On Tuesday, March 4, 2003, at 05:21 AM, Max Horn wrote:
At 22:39 Uhr -0800 03.03.2003, Ben Hines wrote:On Monday, March 3, 2003, at 11:38 AM, Justin Hallett wrote:
okay %e is great thanks...and I agree, but I think it will be used, I have a number of rc pkgs.
It is almost good that it is not documented. It really should not be used except in grave circumstances. If you have to fudge version numbers to not use epoch, do that.
Particularly never add a "-RC1" or something similar just "because you can use epoch to correct it later". It is better to not package that version, or if you must, fudge the version so it works with dpkg's system. If you see a strange version with a new package update, make sure it will update cleanly later before adding it.
Quite apparently we have different stances on this. So, please explain, how exactly do you think this version fudging should work, w/o confusing users by using completly different versions than the rest of the world for a given package?
No, we don't have differing stances. :)
Uh, we don't ? How do you call it then if two people have different opinions on a subject ? :-)
My "Stance" is taken right from the debian policy manual.
Mine not.
(I had no stance till i read it, then i understood and agreed with it) The debian manual explicitly says "fudge the version so it works, and Dont Use Epoch unless its a packaging error or upstream version change"
Well that's the debian manual. Thank god, we are not debian.

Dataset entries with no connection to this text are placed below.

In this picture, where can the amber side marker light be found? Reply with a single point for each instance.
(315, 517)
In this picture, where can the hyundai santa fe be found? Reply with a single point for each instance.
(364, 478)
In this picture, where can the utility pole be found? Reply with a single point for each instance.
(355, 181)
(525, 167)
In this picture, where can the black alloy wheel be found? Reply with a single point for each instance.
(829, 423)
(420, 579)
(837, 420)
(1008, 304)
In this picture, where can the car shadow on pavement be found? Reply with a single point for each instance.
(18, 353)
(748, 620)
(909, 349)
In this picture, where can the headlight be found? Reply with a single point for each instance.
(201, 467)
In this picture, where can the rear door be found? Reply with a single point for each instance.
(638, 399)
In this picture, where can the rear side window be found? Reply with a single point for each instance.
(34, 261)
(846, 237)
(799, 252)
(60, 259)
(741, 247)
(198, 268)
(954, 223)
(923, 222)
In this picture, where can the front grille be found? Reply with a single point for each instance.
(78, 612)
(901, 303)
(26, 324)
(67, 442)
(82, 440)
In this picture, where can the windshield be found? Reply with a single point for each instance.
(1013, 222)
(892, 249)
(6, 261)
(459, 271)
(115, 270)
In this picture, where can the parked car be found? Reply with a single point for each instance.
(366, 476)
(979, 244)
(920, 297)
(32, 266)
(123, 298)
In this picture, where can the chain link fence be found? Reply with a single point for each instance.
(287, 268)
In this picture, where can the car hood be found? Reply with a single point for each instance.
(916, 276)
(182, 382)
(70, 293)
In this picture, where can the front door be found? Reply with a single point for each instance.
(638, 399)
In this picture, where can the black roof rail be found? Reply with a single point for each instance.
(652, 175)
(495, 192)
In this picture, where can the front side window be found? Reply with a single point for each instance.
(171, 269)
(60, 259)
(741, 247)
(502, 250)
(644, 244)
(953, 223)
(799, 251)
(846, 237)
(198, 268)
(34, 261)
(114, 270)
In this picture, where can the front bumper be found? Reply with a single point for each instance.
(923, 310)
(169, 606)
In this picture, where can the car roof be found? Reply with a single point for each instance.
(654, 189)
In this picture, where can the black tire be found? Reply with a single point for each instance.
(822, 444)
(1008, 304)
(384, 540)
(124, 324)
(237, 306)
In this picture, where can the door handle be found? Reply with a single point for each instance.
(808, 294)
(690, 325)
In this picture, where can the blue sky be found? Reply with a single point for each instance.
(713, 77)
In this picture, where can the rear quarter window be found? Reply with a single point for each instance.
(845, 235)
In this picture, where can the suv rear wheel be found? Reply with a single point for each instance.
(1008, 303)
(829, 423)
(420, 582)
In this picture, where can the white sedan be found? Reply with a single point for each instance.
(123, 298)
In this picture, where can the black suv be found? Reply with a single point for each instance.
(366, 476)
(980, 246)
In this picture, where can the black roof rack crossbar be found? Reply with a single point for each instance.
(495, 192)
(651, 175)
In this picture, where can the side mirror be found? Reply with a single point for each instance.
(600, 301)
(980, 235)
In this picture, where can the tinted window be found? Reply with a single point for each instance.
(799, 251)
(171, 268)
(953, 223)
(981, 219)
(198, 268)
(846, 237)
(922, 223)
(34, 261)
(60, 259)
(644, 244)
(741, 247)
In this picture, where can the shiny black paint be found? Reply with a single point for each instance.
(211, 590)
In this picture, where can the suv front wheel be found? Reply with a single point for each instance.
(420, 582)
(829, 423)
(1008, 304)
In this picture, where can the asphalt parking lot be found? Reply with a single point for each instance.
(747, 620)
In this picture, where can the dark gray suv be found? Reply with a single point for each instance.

E.g. take the example of 5.0-RC1 followed by 5.0. What do you propse should be done here to make it debian version compliant? 4.99999 and 5.0 ? or 5.0 and 5.0a ? Or what? None of them seems appealing to me. Both can potentially conflict with actual version of the package (e.g. they might really release a 5.0a some times after to fix something).
I do not think that making up versions is particulary better than using epochs. You think to the contrary. Obviously we need to find a consensus :-)
I do? You're the one who has been pointing at the debian manual too. :)
I did point at it for the explanation how epoch figures in into the version/revision scheme, ultimately to be replaced by our own explanation. I never said "see, the debian policys says this and that, we have to do it the same way).
That said, I already agreed in previous posts that I can live with the scheme Benjamin Reeds proposed, if people don't like using Epochs. We can go with that approach if people want to avoid Epochs, in which case we should formalize his suggestion in the packaging docs.
But my motivation to agree to this is most definitely not due to what the debian policy says. We are not debian! Sure we can look at how they do things, and if we like it, do it the same way, but I feel in no way bound to this. In particular, they ask to avoid epochs as much as possible, with no reason given (that I could find, please quote to prove me differently, would be much appreciated). The only reason given was by Kyle and others, which is that Epochs have to stay around the whole life time of a package... now, how is that a problem? I honestly don't see how it is a problem, so any explanation would be much appreciated, too.